BUSINESS

US think-tanks presage fresh anti-BPO bills

By Parvathy Ullatil in Mumbai
February 03, 2004 10:11 IST

US think-tanks foresee many more anti-outsourcing bills in the run-up to the presidential elections as political sentiment predominantly remains `Buy American'.

These bills will come at both state and federal levels but, like the month-old Senate bill curbing outsourcing of government jobs, they are expected to little damage to the volume of work outsourced to India.

"Efforts are on to pass a number of bills similar to the one passed earlier this year to block offshoring. There are lobbies working actively at both the state and federal level to halt offshoring of US jobs," said Elliot Schwartz, vice president and director of Committee for Economic Development, a US think-tank.

In spite of a strong lobby of small and large corporations rallying to fight anti-outsourcing sentiment in the United States, for now politicians are planning to unleash a number of `cosmetic' and `synthetic' bills to curb the outsourcing wave.

Especially in states such as South Dakota and Arizona, where a large volume of work was done for credit card companies, politicians are expected to play the anti-outsourcing card to gain political mileage.

But its not just politicians, who are riding the anti-outsourcing crest, in what is perceived as a more worrying trend, CEOs of large corporations across the US are facing the heat for offshoring and the subsequent job loss.

The outsourcing issue is seen as a part of the larger question about lack of good corporate governance that has been boiling over in the US for some time now.

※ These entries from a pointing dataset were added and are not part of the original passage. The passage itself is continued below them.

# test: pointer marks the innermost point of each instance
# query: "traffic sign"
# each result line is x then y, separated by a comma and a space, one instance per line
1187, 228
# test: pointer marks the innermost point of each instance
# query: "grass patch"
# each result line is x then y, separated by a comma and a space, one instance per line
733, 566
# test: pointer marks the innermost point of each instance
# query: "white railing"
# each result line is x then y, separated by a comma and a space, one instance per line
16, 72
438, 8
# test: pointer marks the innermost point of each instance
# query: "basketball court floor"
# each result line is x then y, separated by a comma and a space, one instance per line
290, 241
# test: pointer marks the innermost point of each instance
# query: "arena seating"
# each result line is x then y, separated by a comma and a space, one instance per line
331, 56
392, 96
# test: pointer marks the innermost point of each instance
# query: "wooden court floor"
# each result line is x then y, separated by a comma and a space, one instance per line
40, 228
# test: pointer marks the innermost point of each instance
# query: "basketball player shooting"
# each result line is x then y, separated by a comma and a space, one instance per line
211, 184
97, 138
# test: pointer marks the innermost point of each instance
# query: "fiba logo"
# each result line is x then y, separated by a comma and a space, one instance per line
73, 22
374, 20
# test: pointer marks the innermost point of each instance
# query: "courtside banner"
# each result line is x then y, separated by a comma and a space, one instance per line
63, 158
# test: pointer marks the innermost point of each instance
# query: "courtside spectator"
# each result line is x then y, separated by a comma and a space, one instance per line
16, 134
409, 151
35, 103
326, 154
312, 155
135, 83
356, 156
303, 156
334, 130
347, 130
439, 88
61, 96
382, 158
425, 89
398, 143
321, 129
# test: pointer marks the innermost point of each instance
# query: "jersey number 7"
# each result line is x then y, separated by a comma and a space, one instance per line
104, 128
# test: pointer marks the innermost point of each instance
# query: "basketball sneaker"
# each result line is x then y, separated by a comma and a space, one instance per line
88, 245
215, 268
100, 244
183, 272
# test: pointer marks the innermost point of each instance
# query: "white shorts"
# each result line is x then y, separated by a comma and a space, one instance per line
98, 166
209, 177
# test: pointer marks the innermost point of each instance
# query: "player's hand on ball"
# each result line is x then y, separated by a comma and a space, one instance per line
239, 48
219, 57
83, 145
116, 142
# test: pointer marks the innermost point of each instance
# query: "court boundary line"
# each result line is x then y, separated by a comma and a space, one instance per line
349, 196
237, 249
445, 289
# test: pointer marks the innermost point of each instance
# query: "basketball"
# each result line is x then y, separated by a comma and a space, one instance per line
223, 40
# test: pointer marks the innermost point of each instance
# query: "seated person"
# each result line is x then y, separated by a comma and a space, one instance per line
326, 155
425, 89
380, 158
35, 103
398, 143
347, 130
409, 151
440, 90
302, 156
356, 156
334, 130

"CEOs are being held responsible for bad decision making and the job losses in the industry. There is increasing political and trade union pressure on the top officials of large US corporations which will impact any decision made by them concerning outsourcing of jobs," said Steven Clemons, executive vice president of the New America Foundation.

The US economy has lost close to 3 million jobs since 2000, its biggest and longest in job market slump in a long time, but economists from the country see the job market turning around post-November 2004.

"A recovery in the economy will be followed by a recovery in the job market and with an improvement in the domestic job scenario the noise aginst outsourcing will slowly die down," said Daniel Griswold, associate director of the Cato Institute.

With unemployment insurances of over 2 million American workers set to expire this year, outsourcing will remain a major moot point for the US congressmen and trade unions till December 2004.